An app a day keeps the doctor away may very well be what our children hear as they grow up in the 21st century. During my research, I found that the origin of the familiar phrase, "An apple a day keeps the doctor away", may have originated 148 years ago in Wales, UK

A Pembrokeshire proverb. Eat an apple on going to bed, And you'll keep the doctor from earning his bread.

Before I talk about apps replacing apples, I'd like to share some of the feedback that's been generated from my last blog post on tech making doctors unemployed. It's triggered a healthy debate within & outside the medical profession. I'm not sure doctors like me anymore! 

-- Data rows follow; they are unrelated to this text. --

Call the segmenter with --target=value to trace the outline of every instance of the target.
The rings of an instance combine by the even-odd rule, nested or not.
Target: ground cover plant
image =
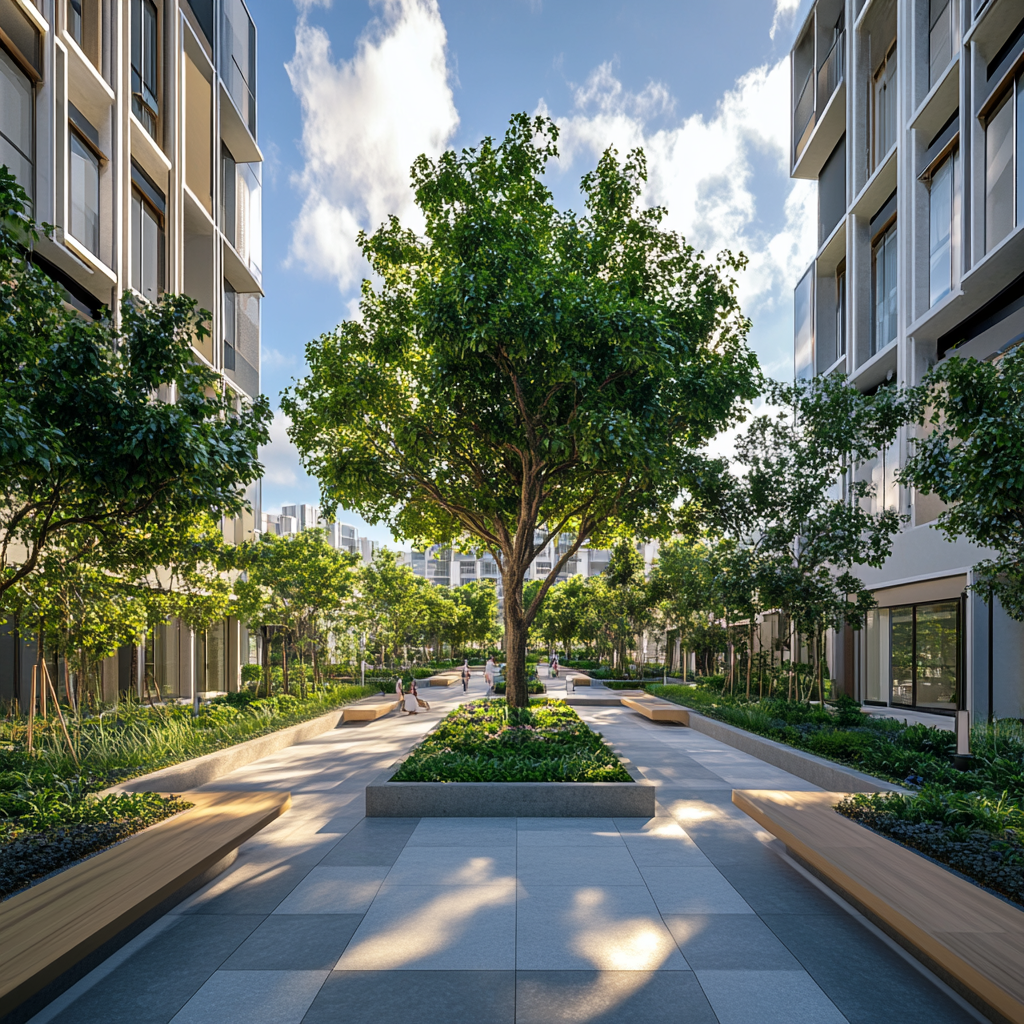
[[[858,793],[836,808],[1024,906],[1024,807],[1008,793]]]
[[[122,700],[94,714],[0,720],[0,898],[188,806],[156,794],[95,794],[116,782],[316,718],[375,686],[336,685],[305,698],[254,690],[191,707]],[[71,749],[69,750],[69,740]]]
[[[709,686],[648,685],[651,693],[730,725],[920,792],[857,795],[837,810],[1024,901],[1024,728],[976,725],[970,771],[952,765],[955,736],[864,715],[850,697],[820,708],[773,697],[746,701]]]
[[[561,700],[473,700],[447,715],[394,782],[631,782],[599,733]]]

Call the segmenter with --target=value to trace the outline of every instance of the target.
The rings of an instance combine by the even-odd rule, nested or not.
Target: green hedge
[[[630,782],[600,735],[561,700],[502,699],[456,709],[417,746],[395,782]]]

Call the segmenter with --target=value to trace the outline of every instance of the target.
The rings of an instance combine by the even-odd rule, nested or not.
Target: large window
[[[892,702],[953,710],[959,696],[959,601],[890,609]]]
[[[985,124],[985,252],[1024,223],[1024,76]]]
[[[801,279],[794,292],[794,373],[797,380],[814,376],[814,267]]]
[[[931,0],[928,17],[928,84],[935,85],[949,66],[956,46],[953,0]]]
[[[7,165],[30,199],[35,194],[34,99],[28,76],[0,49],[0,164]]]
[[[157,7],[153,0],[131,4],[131,109],[151,135],[157,134]]]
[[[959,161],[954,152],[932,175],[928,215],[929,305],[953,285],[959,241]]]
[[[131,287],[156,302],[164,290],[164,196],[132,165]]]
[[[883,231],[871,249],[871,300],[874,322],[871,331],[871,354],[881,352],[896,339],[896,224]]]
[[[256,26],[242,0],[224,0],[221,69],[234,105],[256,134]]]
[[[68,213],[71,233],[99,255],[99,158],[78,134],[69,132]]]
[[[873,170],[896,141],[896,43],[889,47],[885,60],[874,73],[871,88],[871,169]]]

I've had docs email me saying stop pushing this kind of talk, I need to put my kids through college. Some of the younger doctors have responded positively, understanding that they might benefit by having digital skills as a doctor. Many older docs seem to be terrified, and some docs of all ages seem to be responding to the threat with at attitude of "Bring it on!"

All of this has really made me think deeply about the choices we face in society in this increasingly automated world. A visit to a London supermarket this week compelled me to ask this question. 

Whilst some doctors may be outraged that I have the audacity to even challenge the notion that their work cannot be automated by machines, there are deeper questions facing ALL of us in society. This recent Guardian article which has the headline, "When robots take our jobs, humans will be the new 1%. Here's how to fight back."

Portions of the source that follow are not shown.